A novel mechanism for regulation of vacuolar acidification.

We have recently demonstrated that Cys-254 of the 73-kDa A subunit of the clathrin-coated vesicle (H+)-ATPase is responsible for sensitivity of the enzyme to sulfhydryl reagents (Feng, Y., and Forgac, M. (1992) J. Biol. Chem. 267, 5817-5822). In the present study we observe that for the purified enzyme, disulfide bond formation causes inactivation of proton transport which is reversed by dithiothreitol (DTT). DTT also restores activity of the oxidized enzyme following treatment with N-ethylmaleimide (NEM). These results indicate that disulfide bond formation between the NEM-reactive cysteine (Cys-254) and a closely proximal cysteine residue leads to inactivation of the (H+)-ATPase. To test whether sulfhydryl-disulfide bond interchange may play a role in regulating vacuolar acidification in vivo, we have determined what fraction of the (H+)-ATPase is disulfide-bonded in native clathrin-coated vesicles. Vesicles were isolated under conditions that prevent any change in the oxidation state of the sulfhydryl groups. NEM treatment of vesicles causes nearly complete loss of activity while subsequent treatment with DTT restores 50% of the activity of the fully reduced vesicles.
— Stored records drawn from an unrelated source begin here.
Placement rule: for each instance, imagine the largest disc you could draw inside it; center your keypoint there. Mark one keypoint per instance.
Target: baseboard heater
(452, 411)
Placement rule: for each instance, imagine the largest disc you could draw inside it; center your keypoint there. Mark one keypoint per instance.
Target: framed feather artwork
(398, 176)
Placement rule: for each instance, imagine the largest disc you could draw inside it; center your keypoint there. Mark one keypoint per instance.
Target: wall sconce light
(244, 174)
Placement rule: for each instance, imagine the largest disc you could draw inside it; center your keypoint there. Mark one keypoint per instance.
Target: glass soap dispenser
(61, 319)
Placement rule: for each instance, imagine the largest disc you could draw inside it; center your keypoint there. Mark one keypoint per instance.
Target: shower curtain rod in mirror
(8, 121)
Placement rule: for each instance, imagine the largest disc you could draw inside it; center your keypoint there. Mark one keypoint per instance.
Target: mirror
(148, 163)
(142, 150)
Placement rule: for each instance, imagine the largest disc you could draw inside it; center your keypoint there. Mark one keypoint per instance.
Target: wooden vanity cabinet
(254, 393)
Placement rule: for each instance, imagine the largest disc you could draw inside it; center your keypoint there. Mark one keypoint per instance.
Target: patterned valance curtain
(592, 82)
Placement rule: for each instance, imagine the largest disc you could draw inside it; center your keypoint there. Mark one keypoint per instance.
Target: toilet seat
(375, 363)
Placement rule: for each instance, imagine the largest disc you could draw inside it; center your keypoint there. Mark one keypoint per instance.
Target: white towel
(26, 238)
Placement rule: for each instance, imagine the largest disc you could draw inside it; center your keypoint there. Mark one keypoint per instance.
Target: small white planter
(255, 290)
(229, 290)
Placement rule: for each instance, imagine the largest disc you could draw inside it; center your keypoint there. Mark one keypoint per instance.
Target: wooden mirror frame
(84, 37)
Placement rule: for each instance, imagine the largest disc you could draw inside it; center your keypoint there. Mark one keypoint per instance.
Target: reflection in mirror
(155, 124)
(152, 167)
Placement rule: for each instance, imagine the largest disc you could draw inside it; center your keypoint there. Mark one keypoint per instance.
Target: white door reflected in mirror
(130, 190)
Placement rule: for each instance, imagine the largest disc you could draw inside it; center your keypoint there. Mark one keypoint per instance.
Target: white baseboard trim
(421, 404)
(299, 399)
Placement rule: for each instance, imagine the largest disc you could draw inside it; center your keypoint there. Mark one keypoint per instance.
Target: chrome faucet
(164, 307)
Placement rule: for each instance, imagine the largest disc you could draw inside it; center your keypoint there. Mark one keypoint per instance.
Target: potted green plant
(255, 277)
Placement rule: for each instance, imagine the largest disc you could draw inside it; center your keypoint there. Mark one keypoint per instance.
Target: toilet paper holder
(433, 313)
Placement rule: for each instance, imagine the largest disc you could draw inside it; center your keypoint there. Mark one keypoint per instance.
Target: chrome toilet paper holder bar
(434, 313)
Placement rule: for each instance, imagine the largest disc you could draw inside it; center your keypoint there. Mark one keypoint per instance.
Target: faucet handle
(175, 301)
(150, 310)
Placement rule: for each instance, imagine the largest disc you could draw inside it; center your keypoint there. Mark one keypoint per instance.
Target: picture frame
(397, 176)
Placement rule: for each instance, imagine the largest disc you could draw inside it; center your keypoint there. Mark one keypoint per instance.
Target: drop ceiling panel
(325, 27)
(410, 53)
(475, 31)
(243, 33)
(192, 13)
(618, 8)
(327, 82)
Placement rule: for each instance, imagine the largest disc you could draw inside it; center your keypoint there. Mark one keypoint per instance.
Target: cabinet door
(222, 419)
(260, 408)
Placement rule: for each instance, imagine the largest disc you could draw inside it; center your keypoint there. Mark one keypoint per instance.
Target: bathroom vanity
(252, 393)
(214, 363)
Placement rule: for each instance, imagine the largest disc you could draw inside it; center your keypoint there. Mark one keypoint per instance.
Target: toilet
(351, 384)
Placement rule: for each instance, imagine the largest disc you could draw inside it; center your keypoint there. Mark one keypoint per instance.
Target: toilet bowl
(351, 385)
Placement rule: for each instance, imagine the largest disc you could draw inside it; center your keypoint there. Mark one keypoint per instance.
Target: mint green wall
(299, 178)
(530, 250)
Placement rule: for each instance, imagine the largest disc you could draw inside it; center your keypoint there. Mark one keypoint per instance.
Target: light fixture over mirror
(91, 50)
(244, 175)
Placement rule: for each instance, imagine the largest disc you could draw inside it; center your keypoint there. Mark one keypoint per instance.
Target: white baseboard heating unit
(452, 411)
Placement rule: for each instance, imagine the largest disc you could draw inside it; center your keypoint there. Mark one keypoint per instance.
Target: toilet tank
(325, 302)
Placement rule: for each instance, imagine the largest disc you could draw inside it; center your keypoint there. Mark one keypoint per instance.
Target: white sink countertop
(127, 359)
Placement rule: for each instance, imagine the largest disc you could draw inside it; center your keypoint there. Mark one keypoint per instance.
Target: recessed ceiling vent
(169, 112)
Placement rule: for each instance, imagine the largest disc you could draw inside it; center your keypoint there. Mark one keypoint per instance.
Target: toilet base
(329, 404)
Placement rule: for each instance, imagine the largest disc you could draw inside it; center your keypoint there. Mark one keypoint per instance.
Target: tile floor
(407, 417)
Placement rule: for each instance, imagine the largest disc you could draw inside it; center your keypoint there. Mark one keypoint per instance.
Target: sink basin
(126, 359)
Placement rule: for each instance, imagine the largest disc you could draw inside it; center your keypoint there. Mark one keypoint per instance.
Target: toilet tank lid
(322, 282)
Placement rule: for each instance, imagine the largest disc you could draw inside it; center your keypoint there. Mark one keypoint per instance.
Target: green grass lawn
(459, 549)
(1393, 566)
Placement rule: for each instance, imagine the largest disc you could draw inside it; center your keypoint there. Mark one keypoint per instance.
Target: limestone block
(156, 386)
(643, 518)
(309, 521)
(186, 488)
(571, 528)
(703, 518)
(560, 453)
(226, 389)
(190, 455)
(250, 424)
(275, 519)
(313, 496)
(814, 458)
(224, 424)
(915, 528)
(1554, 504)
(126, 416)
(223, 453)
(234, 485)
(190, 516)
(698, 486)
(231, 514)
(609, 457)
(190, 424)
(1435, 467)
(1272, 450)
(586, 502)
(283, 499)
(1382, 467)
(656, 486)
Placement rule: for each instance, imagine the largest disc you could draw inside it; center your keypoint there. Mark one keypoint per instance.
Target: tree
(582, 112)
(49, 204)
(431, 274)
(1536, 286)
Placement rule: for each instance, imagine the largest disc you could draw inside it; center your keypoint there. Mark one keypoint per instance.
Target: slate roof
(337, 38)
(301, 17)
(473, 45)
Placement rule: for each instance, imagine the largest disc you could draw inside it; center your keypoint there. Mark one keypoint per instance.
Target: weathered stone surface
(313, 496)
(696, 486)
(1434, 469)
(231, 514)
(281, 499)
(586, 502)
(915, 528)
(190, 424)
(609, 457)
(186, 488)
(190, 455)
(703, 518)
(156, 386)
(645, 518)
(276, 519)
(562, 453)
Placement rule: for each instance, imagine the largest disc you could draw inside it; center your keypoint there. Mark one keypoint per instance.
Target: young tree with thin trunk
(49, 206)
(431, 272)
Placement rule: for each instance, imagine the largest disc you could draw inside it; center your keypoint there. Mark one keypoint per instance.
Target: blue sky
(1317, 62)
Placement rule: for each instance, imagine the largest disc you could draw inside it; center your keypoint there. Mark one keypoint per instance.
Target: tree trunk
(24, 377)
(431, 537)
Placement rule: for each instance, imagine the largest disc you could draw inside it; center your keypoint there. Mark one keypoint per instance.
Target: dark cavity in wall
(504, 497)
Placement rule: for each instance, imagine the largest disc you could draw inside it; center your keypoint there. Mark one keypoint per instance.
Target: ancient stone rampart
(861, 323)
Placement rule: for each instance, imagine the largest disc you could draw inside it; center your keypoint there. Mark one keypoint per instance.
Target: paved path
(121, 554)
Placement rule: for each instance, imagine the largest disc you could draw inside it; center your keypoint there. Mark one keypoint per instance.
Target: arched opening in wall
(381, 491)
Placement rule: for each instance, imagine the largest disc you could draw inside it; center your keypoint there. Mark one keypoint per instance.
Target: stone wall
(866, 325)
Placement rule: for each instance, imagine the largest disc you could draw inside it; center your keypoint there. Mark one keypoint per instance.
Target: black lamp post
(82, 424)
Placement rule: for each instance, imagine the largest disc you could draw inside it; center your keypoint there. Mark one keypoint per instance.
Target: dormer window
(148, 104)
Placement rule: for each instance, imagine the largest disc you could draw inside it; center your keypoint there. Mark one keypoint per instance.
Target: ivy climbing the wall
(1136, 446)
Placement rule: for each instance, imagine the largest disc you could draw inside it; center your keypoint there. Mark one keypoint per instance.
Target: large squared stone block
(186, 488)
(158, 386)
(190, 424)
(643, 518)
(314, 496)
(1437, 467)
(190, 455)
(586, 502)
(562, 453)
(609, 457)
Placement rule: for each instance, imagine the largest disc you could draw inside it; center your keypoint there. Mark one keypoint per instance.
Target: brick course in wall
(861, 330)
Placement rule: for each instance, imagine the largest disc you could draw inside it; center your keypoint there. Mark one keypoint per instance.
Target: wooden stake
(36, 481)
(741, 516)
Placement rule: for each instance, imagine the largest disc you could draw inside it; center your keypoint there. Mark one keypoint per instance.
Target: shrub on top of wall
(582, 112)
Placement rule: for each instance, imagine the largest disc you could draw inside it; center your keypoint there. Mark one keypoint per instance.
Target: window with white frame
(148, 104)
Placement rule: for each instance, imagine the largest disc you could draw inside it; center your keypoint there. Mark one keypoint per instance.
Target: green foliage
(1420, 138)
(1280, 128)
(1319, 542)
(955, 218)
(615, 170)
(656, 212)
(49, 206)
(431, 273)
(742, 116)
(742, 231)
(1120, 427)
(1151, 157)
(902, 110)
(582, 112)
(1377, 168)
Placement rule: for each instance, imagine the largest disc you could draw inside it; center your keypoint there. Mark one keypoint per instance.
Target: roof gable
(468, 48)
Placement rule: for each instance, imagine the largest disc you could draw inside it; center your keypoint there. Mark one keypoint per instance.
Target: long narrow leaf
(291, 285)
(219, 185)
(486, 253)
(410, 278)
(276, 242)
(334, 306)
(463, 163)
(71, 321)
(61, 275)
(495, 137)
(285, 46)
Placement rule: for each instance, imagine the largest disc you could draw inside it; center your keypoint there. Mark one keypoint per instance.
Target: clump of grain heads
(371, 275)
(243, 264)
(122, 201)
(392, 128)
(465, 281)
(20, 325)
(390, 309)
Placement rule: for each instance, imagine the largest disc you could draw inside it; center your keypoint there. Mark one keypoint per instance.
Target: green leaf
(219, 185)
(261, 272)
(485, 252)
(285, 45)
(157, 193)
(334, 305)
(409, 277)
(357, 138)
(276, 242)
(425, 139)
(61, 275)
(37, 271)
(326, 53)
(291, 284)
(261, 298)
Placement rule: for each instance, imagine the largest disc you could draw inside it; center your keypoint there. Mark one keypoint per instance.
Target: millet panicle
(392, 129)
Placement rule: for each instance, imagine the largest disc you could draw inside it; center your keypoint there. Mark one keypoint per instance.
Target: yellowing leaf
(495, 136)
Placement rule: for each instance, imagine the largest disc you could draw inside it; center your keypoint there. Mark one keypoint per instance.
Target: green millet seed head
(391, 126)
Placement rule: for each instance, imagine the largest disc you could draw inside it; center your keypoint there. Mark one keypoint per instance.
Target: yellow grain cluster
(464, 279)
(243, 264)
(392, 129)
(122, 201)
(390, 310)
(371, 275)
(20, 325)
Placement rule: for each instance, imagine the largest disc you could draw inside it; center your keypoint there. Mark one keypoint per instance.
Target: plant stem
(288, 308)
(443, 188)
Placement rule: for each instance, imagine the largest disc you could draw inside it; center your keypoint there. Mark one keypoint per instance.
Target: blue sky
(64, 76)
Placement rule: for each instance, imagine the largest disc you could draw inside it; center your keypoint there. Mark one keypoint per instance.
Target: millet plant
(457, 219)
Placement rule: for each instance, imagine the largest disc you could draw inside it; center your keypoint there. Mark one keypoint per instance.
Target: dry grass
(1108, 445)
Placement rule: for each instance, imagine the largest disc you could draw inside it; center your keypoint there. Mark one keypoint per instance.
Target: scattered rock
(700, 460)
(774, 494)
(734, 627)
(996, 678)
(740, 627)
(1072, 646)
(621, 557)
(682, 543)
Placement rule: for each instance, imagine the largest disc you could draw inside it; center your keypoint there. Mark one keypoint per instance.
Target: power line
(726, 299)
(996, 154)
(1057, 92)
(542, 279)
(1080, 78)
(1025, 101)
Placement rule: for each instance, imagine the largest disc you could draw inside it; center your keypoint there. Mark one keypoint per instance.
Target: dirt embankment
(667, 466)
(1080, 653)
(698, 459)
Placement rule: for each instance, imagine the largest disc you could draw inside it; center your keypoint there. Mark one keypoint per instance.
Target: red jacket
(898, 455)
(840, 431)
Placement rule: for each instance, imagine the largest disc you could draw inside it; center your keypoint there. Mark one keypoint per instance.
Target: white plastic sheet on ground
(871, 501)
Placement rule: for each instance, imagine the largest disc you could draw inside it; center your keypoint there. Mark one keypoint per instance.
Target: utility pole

By contrast, treatment of fully reduced vesicles with NEM leads to inactivation which is not reversed by DTT. These results indicate that a significant fraction of the clathrin-coated vesicle (H+)-ATPase exists in an inactive, disulfide-bonded state and suggest that sulfhydryl-disulfide bond interconversion may play a role in controlling vacuolar (H+)-ATPase (V-ATPase) activity in vivo.